Tugas Gadar Individu
Tugas Gadar Individu
Pendahuluan
Anafilaksis berasal dari bahasa Yunani, dari 2 kata, ana yang berarti jauh
dah phylaxis yang berarti perlindungan. Secara harfiah artinya adalah
menghilangkan perlindungan.Istilah ini pertama kali diperkenalkan oleh Portier
dan Richet pada tahun 1902 ketika memberikan dosis vaksinasi dari anemone laut
untuk kedua kalinya pada seekor anjing. Hasilnya, anjing tersebut mendadak mati.
Anafilaksis merupakan reaksi alergi sistemik yang berat dan dapat menyebabkan
kematian, terjadi secara tiba-tiba segera setelah terpapar oleh allergen atau
pencetus lainnya. Reaksi anafilaksis termasuk ke dalam reaksi Hipersensivitas
Tipe 1 menurut klasifikasi Gell dan Coombs.
Anafilaksis secara jelas diperkenalkan pada tahun 1901 oleh Charles Richet
dan Paul Portier. Reaksi anafilaksis merupakan reaksi hipersensitifitas tipe cepat
yang melibatkan lebih dari satu sistem organ.
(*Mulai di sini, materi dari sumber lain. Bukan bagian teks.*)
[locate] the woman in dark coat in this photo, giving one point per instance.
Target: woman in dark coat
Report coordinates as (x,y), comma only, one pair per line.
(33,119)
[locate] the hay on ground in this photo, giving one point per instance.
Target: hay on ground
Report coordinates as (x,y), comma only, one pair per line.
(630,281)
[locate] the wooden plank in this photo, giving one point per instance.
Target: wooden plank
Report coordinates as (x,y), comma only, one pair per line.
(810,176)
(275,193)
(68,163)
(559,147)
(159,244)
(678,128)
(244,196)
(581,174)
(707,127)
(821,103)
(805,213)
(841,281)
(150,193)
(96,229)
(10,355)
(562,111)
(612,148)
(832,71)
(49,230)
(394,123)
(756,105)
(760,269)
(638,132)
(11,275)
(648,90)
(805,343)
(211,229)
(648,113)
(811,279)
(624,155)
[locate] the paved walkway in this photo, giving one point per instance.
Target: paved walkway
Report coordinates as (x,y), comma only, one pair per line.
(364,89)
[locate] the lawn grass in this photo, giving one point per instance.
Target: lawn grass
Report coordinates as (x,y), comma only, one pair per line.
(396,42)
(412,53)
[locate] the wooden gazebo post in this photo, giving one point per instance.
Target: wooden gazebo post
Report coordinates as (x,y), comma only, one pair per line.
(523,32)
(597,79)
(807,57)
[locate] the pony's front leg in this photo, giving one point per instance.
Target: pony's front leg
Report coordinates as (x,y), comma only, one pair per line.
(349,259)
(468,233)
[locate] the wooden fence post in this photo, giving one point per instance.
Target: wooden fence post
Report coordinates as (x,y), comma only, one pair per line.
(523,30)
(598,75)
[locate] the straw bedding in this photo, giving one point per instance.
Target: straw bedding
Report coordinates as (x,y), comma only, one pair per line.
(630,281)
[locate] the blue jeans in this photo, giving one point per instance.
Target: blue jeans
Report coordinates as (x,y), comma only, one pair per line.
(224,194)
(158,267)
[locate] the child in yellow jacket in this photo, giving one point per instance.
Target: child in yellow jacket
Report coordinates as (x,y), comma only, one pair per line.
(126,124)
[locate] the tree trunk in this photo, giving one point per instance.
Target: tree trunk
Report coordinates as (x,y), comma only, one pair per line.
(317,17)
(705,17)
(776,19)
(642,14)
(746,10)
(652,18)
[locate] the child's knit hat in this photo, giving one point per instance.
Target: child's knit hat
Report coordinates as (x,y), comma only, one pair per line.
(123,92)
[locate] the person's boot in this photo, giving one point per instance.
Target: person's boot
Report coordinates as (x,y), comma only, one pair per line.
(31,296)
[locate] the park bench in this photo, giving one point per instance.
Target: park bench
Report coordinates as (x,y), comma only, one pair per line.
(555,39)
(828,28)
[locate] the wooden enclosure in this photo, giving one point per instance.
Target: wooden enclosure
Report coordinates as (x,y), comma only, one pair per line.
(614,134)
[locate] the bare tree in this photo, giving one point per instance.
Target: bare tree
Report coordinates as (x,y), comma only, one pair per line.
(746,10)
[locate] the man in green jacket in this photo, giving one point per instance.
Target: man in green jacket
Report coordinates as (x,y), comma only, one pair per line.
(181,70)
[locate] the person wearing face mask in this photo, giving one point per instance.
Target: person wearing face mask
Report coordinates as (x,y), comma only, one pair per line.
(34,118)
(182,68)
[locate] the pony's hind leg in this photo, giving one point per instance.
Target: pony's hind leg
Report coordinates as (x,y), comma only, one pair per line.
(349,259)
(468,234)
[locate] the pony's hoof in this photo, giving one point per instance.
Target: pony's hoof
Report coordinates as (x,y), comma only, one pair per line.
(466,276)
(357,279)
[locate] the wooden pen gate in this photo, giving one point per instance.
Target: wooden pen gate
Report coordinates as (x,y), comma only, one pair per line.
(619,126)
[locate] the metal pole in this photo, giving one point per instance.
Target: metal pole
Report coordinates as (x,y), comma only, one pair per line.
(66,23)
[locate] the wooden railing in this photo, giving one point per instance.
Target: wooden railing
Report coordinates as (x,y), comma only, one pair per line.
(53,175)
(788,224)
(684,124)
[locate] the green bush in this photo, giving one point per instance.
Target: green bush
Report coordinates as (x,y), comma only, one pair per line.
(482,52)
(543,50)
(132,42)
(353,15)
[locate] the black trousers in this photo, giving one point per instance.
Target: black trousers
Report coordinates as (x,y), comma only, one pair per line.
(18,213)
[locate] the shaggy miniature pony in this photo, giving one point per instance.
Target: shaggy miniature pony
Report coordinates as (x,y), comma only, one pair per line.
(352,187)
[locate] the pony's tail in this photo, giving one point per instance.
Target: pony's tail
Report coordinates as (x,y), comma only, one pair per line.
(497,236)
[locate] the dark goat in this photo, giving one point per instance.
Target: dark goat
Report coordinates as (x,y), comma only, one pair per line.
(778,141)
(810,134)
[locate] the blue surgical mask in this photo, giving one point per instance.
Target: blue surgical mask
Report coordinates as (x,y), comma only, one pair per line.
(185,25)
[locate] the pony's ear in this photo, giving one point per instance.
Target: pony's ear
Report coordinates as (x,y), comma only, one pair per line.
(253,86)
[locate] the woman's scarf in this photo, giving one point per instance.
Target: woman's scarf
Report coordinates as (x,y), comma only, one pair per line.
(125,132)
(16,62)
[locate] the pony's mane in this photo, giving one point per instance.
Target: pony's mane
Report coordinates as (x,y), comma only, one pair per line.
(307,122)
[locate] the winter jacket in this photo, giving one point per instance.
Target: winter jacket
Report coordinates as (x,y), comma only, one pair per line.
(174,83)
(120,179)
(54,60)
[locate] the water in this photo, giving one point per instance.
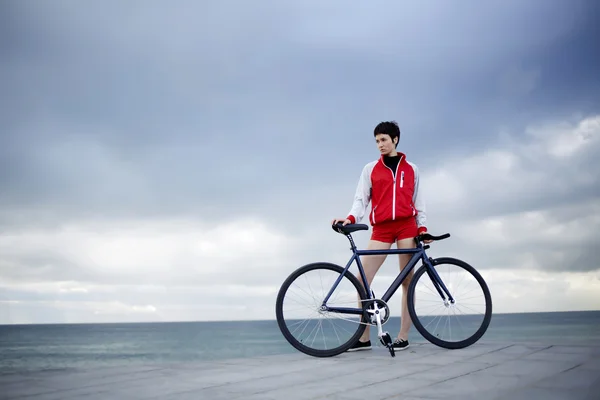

Anafilaksis adalah reaksi alergi
yang dapat menyebabkan kematian. Di amerika serikat, setiap tahunnya
diperkirakan terdapat 150 kematian akibat reaksi alergi terhadap makanan.
Sedangkan 400-800 kematian setiap tahunnya karena alergi terhadap antbiotik.
Berdasarkan penelitian yang dilakukan oleh Eka Imbawan,dkk. di RSUP Sanglah
pada tahun 2007-2010, baik laki-laki maupun perempuan memiliki risiko yang
sama untuk mengalami reaksi anafilaksis, dan reaksi terbanyak disebabkan oleh
obat sebesar 63,9%.
Anafilaksis paling sering disebabkan oleh makanan, obat-obatan, sengatan
serangga dan lateks. Gambaran klinis sangat heterogen dan tidak spesifik. Reaksi
awalnya cenderung ringan membuat masyarakat tidak mewaspadai bahaya yang
akan timbul, seperti syok, gagal nafas, henti jantung, dan kematian mendadak.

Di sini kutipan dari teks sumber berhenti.